Perhaps the problem is that the MCU port is an inout, so it has an inherent tristate associated with it. (The bus can be 1, 0, or Z. This is fundamentally implemented as a 'output' bit, a 'tristate' bit and an 'input' bit.)
That tristate may or may not be accessible, depending on the hardware.
Not that familiar with Gowin architecture, but you can try to see if the MCU module exposes e.g. a gpio_in and gpio_out and gpio_tri set of ports (instead of the 'easier' gpio one which does that for you.) It might then be possible to get your signal into the port that way.

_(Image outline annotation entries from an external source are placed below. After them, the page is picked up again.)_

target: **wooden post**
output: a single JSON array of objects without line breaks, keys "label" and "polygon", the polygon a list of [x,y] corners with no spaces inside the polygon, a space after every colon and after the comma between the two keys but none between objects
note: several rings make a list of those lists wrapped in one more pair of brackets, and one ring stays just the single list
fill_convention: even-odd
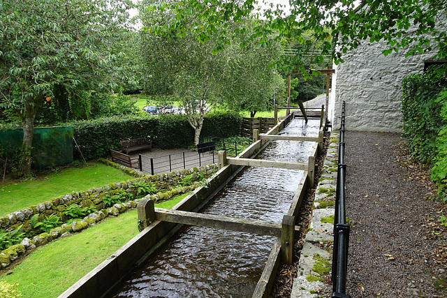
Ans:
[{"label": "wooden post", "polygon": [[[287,107],[291,106],[291,75],[287,76]],[[286,115],[288,116],[291,110],[286,110]]]},{"label": "wooden post", "polygon": [[258,142],[259,140],[259,130],[254,129],[253,130],[253,142]]},{"label": "wooden post", "polygon": [[293,236],[295,235],[295,216],[284,215],[282,218],[281,233],[281,255],[282,260],[288,265],[293,261]]},{"label": "wooden post", "polygon": [[137,204],[138,214],[138,225],[142,230],[149,226],[152,222],[155,221],[155,209],[154,201],[151,199],[142,199]]},{"label": "wooden post", "polygon": [[217,164],[219,165],[219,170],[225,166],[226,163],[226,151],[219,151],[217,153]]},{"label": "wooden post", "polygon": [[309,156],[309,168],[307,169],[307,177],[309,177],[309,186],[314,188],[314,180],[315,179],[315,156]]},{"label": "wooden post", "polygon": [[323,128],[318,131],[318,154],[323,154],[323,139],[324,137],[324,132]]},{"label": "wooden post", "polygon": [[[328,69],[330,69],[330,66],[328,66]],[[329,105],[329,81],[330,81],[330,74],[328,73],[326,75],[326,102],[325,106],[326,108],[324,110],[324,121],[326,123],[326,119],[328,119],[328,105]]]},{"label": "wooden post", "polygon": [[278,124],[278,104],[274,104],[274,125]]}]

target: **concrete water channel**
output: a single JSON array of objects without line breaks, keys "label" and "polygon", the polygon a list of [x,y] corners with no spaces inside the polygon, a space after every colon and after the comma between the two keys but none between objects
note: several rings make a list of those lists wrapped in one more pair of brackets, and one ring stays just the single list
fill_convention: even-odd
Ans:
[{"label": "concrete water channel", "polygon": [[[286,118],[267,135],[260,135],[238,158],[219,161],[230,165],[221,165],[206,187],[186,197],[173,211],[200,210],[203,216],[226,216],[233,222],[270,223],[277,227],[279,235],[276,232],[276,236],[269,232],[259,235],[182,226],[168,219],[159,221],[162,211],[156,209],[156,221],[147,223],[147,228],[138,236],[61,297],[247,297],[268,293],[279,262],[280,247],[284,246],[281,242],[283,216],[298,214],[300,200],[311,183],[308,177],[313,177],[316,142],[323,140],[319,125],[319,120],[305,124],[292,116]],[[280,135],[282,140],[274,140],[268,135]],[[314,142],[290,140],[292,136],[305,136]],[[236,165],[255,153],[260,161],[254,165],[262,162],[262,167]]]}]

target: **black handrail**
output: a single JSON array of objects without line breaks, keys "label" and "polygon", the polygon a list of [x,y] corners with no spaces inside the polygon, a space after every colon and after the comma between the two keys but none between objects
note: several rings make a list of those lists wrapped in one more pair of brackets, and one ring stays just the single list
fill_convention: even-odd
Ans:
[{"label": "black handrail", "polygon": [[332,257],[332,297],[351,298],[346,292],[346,271],[349,248],[349,225],[346,225],[344,205],[344,184],[346,165],[344,163],[344,101],[342,106],[342,121],[339,143],[338,172],[335,192],[334,218],[334,251]]}]

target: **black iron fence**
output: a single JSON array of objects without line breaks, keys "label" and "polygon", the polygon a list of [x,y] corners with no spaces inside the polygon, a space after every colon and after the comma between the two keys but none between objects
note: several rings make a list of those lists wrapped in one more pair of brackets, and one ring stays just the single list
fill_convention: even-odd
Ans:
[{"label": "black iron fence", "polygon": [[342,107],[342,124],[338,156],[338,172],[335,193],[335,214],[334,218],[334,251],[332,255],[332,297],[351,297],[346,292],[346,271],[349,247],[349,225],[346,225],[345,214],[344,163],[344,102]]},{"label": "black iron fence", "polygon": [[249,146],[250,142],[249,139],[225,142],[224,139],[213,138],[212,141],[199,144],[197,151],[185,151],[162,156],[139,154],[139,168],[142,172],[154,175],[216,163],[217,151],[224,150],[230,156],[237,156]]}]

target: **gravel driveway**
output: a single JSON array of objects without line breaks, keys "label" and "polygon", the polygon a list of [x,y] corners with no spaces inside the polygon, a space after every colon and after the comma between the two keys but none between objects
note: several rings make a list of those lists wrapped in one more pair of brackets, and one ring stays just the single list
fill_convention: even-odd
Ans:
[{"label": "gravel driveway", "polygon": [[400,134],[345,135],[346,216],[353,221],[347,292],[352,297],[447,297],[447,290],[434,285],[446,278],[447,244],[436,220],[441,204],[429,200],[434,195],[429,177],[408,163]]}]

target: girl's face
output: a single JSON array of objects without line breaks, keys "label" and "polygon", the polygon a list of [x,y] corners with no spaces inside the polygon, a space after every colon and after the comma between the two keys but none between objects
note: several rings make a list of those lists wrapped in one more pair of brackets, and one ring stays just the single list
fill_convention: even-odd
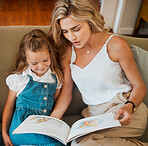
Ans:
[{"label": "girl's face", "polygon": [[50,54],[46,45],[38,52],[27,51],[26,59],[30,69],[39,77],[49,69]]},{"label": "girl's face", "polygon": [[60,20],[63,35],[76,48],[82,48],[89,40],[91,29],[86,21],[76,21],[68,16]]}]

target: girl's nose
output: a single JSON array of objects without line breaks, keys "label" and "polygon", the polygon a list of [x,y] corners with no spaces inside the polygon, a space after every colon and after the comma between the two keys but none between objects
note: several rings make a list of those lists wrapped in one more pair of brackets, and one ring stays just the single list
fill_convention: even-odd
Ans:
[{"label": "girl's nose", "polygon": [[74,33],[69,32],[69,40],[74,41],[76,39],[76,35]]}]

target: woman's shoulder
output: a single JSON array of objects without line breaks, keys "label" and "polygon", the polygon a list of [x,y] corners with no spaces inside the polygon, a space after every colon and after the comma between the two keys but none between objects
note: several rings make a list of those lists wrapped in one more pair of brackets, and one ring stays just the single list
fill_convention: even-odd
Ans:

Another way would be to use a range select, so if you do, e.g.:
Gowin_EMPU_Top your_instance_name(
.sys_clk (m3_clk), //input sys_clk
.gpio (gpio_io), //inout [15:0] gpio
.reset_n (reset_n) //input reset_n
);
wire LED_gpio = <some toggling signal>;
wire [15:0] my_gpio = {gpio_io[15:7], LED_gpio, gpio_io[5:0]};
This may not synthesise if the FPGA resources do not exist to connect into that port. For instance, on Xilinx Zynq most of the MIO are bonded directly to pads. There is no way to redirect these even if they exist as ports on the Verilog toplevel for the ARM, because there is no FPGA resource there. You will usually fail at place and route stage if you have done something wrong here.